Memory Archive: Lossless Cold Storage for Long-Running Agents
Temporal gist is one of the strongest features in AgentOS cognitive memory. Old, low-retrieval traces get compressed to 2-3 core assertions, mirroring how human episodic memory fades to semantic gist over time. But compression was destructive: the original verbatim content was overwritten with the summary, and only a SHA-256 hash remained for audit.
For agents that run across hundreds of sessions, this created a ceiling. After a few months, the agent's early memories were irreversibly compressed. Important details that happened to not be retrieved often enough were lost to the gist.
Today's release fixes this with IMemoryArchive and on-demand rehydration.
The Problem
TemporalGist runs during consolidation and compresses old episodic/semantic traces:
Original: "The ancient dragon Vex attacked the village of Millhaven at dawn,
destroying the granary and the blacksmith forge."
Gist: "Dragon Vex attacked Millhaven. [anxious]"
The original is gone. If the agent later needs to know which buildings were destroyed, the gist doesn't say. The agent is forced to confabulate or say it doesn't remember.
MemoryLifecycleManager had the same problem: its archive action type was documented as "conceptual" and fell back to deletion.
The Fix: Write-Ahead Archive
TemporalGist is now write-ahead: before overwriting trace.content with the gist, it writes the original verbatim content to an IMemoryArchive. If the archive write fails, the gist operation is aborted and retried on the next consolidation cycle.

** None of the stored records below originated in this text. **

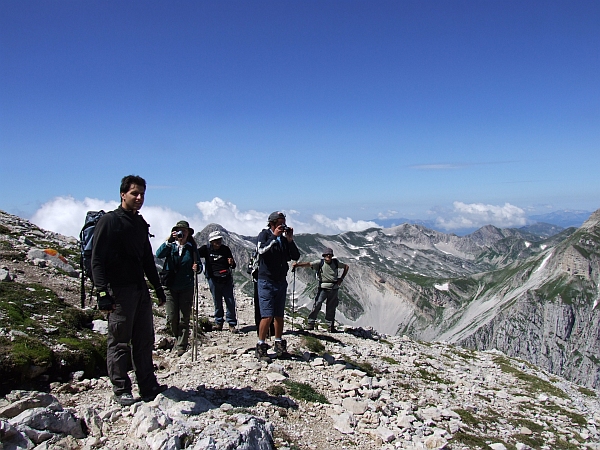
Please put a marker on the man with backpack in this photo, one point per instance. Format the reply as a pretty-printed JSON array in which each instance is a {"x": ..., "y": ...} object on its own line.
[
  {"x": 329, "y": 283},
  {"x": 219, "y": 264},
  {"x": 178, "y": 278},
  {"x": 276, "y": 247},
  {"x": 121, "y": 256}
]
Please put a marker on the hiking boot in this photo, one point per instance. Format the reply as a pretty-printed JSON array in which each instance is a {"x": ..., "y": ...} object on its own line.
[
  {"x": 281, "y": 348},
  {"x": 151, "y": 395},
  {"x": 124, "y": 399},
  {"x": 261, "y": 352}
]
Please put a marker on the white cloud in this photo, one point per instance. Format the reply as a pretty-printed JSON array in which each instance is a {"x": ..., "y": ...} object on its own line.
[
  {"x": 386, "y": 215},
  {"x": 226, "y": 214},
  {"x": 66, "y": 215},
  {"x": 475, "y": 215}
]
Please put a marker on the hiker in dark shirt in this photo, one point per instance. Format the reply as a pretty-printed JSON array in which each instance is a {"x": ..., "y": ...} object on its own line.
[
  {"x": 219, "y": 264},
  {"x": 180, "y": 268},
  {"x": 121, "y": 256},
  {"x": 276, "y": 247},
  {"x": 329, "y": 285}
]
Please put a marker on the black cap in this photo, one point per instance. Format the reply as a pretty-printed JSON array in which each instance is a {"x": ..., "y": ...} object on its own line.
[{"x": 275, "y": 216}]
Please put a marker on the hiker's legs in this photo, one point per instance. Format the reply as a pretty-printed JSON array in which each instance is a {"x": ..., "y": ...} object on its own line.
[
  {"x": 319, "y": 299},
  {"x": 230, "y": 303},
  {"x": 271, "y": 297},
  {"x": 185, "y": 299},
  {"x": 278, "y": 326},
  {"x": 331, "y": 305},
  {"x": 131, "y": 321},
  {"x": 172, "y": 311}
]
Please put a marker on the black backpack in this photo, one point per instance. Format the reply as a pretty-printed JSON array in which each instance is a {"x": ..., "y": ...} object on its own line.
[
  {"x": 319, "y": 272},
  {"x": 86, "y": 237}
]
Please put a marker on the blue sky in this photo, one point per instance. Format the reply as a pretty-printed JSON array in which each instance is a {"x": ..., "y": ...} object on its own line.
[{"x": 335, "y": 111}]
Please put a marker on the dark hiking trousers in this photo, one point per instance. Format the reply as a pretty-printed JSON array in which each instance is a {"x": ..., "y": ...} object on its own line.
[
  {"x": 179, "y": 310},
  {"x": 257, "y": 317},
  {"x": 329, "y": 296},
  {"x": 223, "y": 291},
  {"x": 131, "y": 336}
]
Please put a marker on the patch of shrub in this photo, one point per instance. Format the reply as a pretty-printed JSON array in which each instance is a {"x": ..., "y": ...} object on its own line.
[{"x": 304, "y": 391}]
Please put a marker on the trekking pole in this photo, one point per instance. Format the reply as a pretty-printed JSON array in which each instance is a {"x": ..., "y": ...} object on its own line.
[{"x": 293, "y": 298}]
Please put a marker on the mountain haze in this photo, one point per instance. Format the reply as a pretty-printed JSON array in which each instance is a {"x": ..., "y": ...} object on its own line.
[{"x": 529, "y": 295}]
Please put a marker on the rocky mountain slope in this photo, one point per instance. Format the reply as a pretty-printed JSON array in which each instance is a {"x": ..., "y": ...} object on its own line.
[{"x": 528, "y": 295}]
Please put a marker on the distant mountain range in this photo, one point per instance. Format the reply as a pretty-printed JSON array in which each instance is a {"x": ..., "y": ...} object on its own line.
[
  {"x": 531, "y": 292},
  {"x": 561, "y": 219}
]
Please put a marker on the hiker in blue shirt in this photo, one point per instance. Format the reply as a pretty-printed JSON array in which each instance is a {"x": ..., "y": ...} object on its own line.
[
  {"x": 276, "y": 247},
  {"x": 179, "y": 276},
  {"x": 329, "y": 284}
]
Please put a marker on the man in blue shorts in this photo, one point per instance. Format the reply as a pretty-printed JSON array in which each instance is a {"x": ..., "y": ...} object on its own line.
[{"x": 276, "y": 247}]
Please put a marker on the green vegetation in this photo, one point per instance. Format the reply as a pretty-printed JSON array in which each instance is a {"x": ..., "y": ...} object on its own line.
[
  {"x": 30, "y": 351},
  {"x": 471, "y": 440},
  {"x": 389, "y": 360},
  {"x": 304, "y": 391},
  {"x": 532, "y": 382},
  {"x": 431, "y": 376},
  {"x": 5, "y": 230},
  {"x": 51, "y": 337},
  {"x": 586, "y": 391},
  {"x": 276, "y": 390},
  {"x": 467, "y": 417},
  {"x": 233, "y": 411}
]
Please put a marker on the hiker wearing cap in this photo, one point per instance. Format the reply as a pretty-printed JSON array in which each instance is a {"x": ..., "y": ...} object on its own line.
[
  {"x": 219, "y": 263},
  {"x": 178, "y": 276},
  {"x": 121, "y": 260},
  {"x": 276, "y": 247},
  {"x": 329, "y": 284}
]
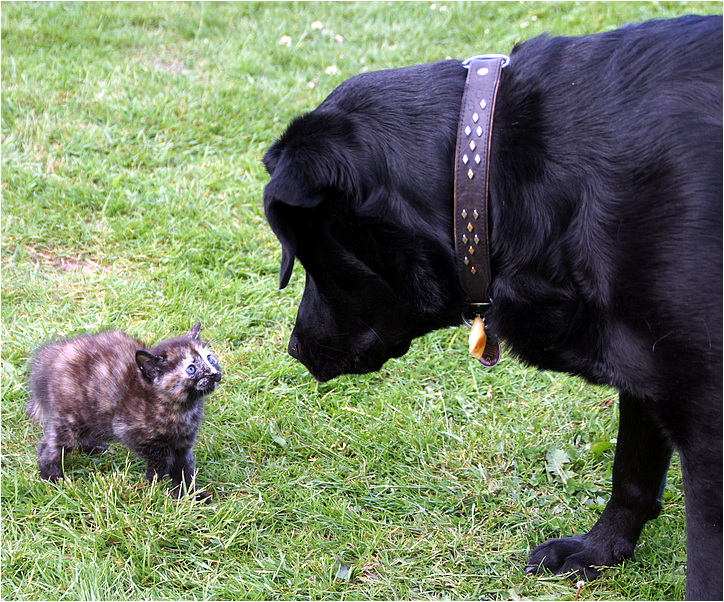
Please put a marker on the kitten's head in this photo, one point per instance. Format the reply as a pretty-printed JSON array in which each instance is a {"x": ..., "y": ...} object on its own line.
[{"x": 184, "y": 368}]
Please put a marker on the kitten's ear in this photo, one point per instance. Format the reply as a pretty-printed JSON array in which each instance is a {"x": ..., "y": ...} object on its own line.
[{"x": 149, "y": 364}]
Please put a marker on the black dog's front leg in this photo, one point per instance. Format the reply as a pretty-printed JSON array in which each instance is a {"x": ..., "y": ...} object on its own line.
[{"x": 639, "y": 473}]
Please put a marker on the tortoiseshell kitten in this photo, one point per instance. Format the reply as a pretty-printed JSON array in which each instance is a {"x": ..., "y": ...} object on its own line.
[{"x": 109, "y": 387}]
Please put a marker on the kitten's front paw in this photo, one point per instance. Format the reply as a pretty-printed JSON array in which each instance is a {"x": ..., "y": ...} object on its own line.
[{"x": 203, "y": 496}]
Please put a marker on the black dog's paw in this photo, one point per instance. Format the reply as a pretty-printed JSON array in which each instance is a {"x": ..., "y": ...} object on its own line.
[{"x": 578, "y": 557}]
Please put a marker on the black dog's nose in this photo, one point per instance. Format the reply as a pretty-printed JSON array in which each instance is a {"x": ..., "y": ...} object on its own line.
[{"x": 293, "y": 347}]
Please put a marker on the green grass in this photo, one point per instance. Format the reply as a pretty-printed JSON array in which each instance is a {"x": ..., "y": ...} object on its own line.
[{"x": 131, "y": 185}]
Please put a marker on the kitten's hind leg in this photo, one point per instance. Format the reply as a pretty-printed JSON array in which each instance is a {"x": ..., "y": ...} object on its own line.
[
  {"x": 93, "y": 447},
  {"x": 182, "y": 474},
  {"x": 50, "y": 457}
]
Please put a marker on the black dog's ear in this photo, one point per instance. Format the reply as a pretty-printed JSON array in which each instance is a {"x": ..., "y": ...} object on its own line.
[
  {"x": 287, "y": 190},
  {"x": 149, "y": 364},
  {"x": 312, "y": 158}
]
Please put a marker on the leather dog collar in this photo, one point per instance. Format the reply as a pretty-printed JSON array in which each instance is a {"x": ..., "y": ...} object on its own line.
[{"x": 472, "y": 158}]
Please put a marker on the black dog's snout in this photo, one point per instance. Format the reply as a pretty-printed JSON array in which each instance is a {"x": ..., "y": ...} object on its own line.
[{"x": 293, "y": 348}]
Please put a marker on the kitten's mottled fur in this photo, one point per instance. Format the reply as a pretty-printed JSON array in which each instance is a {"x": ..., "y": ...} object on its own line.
[{"x": 109, "y": 387}]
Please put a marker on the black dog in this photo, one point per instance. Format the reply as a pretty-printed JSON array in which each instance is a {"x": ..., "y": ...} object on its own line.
[{"x": 605, "y": 238}]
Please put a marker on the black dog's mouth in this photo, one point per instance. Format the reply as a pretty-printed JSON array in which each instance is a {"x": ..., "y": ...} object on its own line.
[{"x": 323, "y": 367}]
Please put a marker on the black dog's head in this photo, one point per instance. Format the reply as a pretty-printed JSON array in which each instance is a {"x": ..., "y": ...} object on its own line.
[{"x": 361, "y": 193}]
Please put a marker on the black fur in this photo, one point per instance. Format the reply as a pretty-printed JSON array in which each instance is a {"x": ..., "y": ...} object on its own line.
[{"x": 606, "y": 244}]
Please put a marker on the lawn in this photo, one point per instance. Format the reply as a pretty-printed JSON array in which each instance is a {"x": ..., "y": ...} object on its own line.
[{"x": 131, "y": 198}]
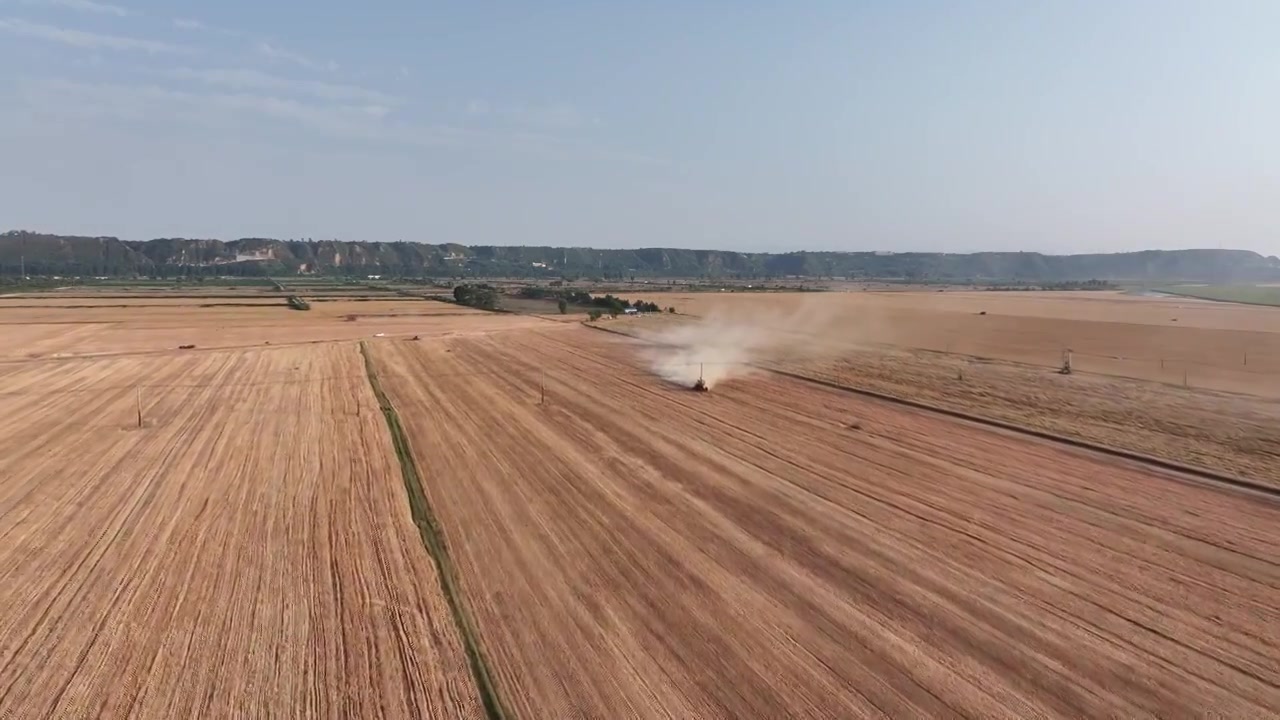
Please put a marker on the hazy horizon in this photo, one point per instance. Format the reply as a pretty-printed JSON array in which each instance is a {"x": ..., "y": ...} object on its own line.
[{"x": 721, "y": 126}]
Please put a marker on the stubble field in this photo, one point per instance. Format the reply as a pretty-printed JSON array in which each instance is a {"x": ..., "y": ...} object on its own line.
[
  {"x": 627, "y": 548},
  {"x": 1205, "y": 345},
  {"x": 630, "y": 548},
  {"x": 246, "y": 552}
]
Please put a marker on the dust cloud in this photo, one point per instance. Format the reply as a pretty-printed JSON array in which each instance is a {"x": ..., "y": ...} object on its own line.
[{"x": 726, "y": 342}]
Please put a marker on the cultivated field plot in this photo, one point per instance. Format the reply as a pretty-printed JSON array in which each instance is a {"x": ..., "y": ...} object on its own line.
[
  {"x": 247, "y": 552},
  {"x": 1202, "y": 343},
  {"x": 778, "y": 550},
  {"x": 50, "y": 331}
]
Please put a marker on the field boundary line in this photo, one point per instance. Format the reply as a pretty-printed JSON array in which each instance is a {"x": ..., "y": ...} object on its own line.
[
  {"x": 1189, "y": 296},
  {"x": 433, "y": 538},
  {"x": 1201, "y": 474}
]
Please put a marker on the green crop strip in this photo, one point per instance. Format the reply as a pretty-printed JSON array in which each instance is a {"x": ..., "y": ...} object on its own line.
[{"x": 433, "y": 538}]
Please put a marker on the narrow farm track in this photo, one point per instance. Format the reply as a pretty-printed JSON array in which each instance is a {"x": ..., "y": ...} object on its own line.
[
  {"x": 247, "y": 552},
  {"x": 776, "y": 548}
]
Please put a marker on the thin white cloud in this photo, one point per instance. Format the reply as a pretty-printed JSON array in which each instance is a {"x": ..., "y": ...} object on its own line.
[
  {"x": 62, "y": 98},
  {"x": 82, "y": 39},
  {"x": 278, "y": 53},
  {"x": 246, "y": 80},
  {"x": 85, "y": 7},
  {"x": 236, "y": 112},
  {"x": 558, "y": 117}
]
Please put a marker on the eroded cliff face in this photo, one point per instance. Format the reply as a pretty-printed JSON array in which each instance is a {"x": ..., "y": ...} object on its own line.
[{"x": 50, "y": 254}]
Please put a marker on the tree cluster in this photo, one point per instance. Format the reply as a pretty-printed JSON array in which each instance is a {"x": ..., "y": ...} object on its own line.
[
  {"x": 481, "y": 296},
  {"x": 604, "y": 302}
]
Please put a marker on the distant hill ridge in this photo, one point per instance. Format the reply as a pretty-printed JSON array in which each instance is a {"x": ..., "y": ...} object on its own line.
[{"x": 88, "y": 256}]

import { SqlStorageMemoryArchive } from '@framers/agentos/memory/archive';
const brain = await SqliteBrain.open('./agent-brain.sqlite');
const archive = new SqlStorageMemoryArchive(brain.adapter, brain.features);
await archive.initialize();
The archive shares the brain's StorageAdapter connection, so both tables live in the same SQLite file. Soul exports, clones, and transfers bundle one file.
On-Demand Rehydration
When the agent encounters a gisted memory and needs the full original text, it calls rehydrate():
const verbatim = await manager.rehydrate('mt_trace_abc123');
// → "The ancient dragon Vex attacked the village of Millhaven at dawn,
// destroying the granary and the blacksmith forge."
For LLM-driven agents, the rehydrate_memory tool is available as an opt-in:
MemoryToolsExtension({ includeRehydrate: true })
The LLM sees gisted summaries in its assembled context. When a summary lacks detail, it tool-calls rehydrate_memory with the trace ID to inflate the original.
Usage-Aware Retention
Archives grow. To prevent unbounded growth, the ConsolidationPipeline now includes a step 7: prune_archive. It sweeps archived traces past their retention age (default: 365 days) — but with an access-log twist.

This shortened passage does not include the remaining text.